The time has come to make the Visa Waiver Pilot Program permanent, and, in the process, to strengthen further current requirements. Its status is no longer truly experimental. No serious disagreement exists that the program should continue in place for the foreseeable future, and no significant problems have been raised with the fundamentals of how it has been operating for the past 14 years. To the contrary, failure to continue the program would cause enormous staffing problems at U.S. consulates, which would have to be suddenly increased substantially to resume issuance of visitor visas. It would also be extremely detrimental to American travelers, who would most certainly find that, given reciprocity, they now would be compelled to obtain visas to travel to Europe and elsewhere. Finally, there are costs to continuing to reauthorize the program on a short-term rather than a permanent basis, as it periodically creates considerable uncertainty in the United States and around the world about what documents travelers planning their foreign travel have to obtain.

Accordingly, I am today introducing the Travel, Tourism, and Jobs Preservation Act. This legislation eliminates the need for frequent extensions of Visa Waiver by making the program permanent. I am pleased to see that the House bill on Visa Waiver also makes the program permanent. Second, the current requirement that countries be in the process of developing a program for issuing machine-readable passports will be replaced with a stricter requirement that all countries in the program as of May 1, 2000 certify by October 1, 2001 that they will have an operational machine-readable passport program by 2003 and that new countries have a machine-readable passport program in place before becoming eligible for designation as a Visa Waiver country. The bill also establishes a deadline of October 1, 2008 by which time all travelers must have machine-readable passports to come to the United States under Visa Waiver. The judgment of everyone involved in these issues is that the technology is now sufficient that it is time for everyone to move from the concept and planning to the prompt implementation of these requirements.

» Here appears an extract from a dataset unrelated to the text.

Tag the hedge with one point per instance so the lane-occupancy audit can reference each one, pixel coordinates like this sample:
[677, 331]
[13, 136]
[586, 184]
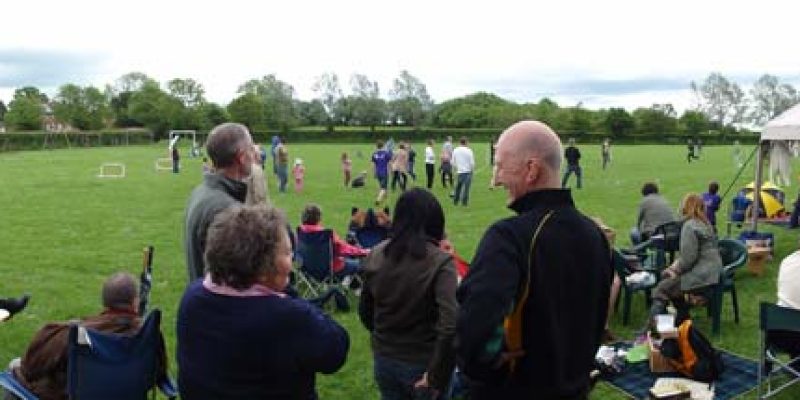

Finally, under the Travel, Tourism, and Jobs Preservation Act, the Attorney General must submit a written report at least once every five years evaluating ``the effect of each program country's continued designation on the law enforcement and national security interests of the United States.'' This will ensure that the operation of the program is periodically reviewed. I should note that under current law the Attorney General, in consultation with the Secretary of State, may for any reason (including national security) refrain from waiving the visa requirement in respect to nationals of any country which may otherwise qualify for designation or may, at any time, rescind any waiver or designation previously granted'' under Visa Waiver.

I think the additions in the bill strengthen the program while preserving the significant job creation benefits Americans gain from the Visa Waiver program. International travel generates $95 billion in expenditures and created one million U.S. jobs last year, according to the Travel Industry Association of America. An estimated half of all visitors to the United States enter the country under Visa Waiver.

I would like to thank my cosponsors Senators Kennedy, Leahy, DeWine, Jeffords, Akaka, Graham, and Inouye for supporting this important legislation.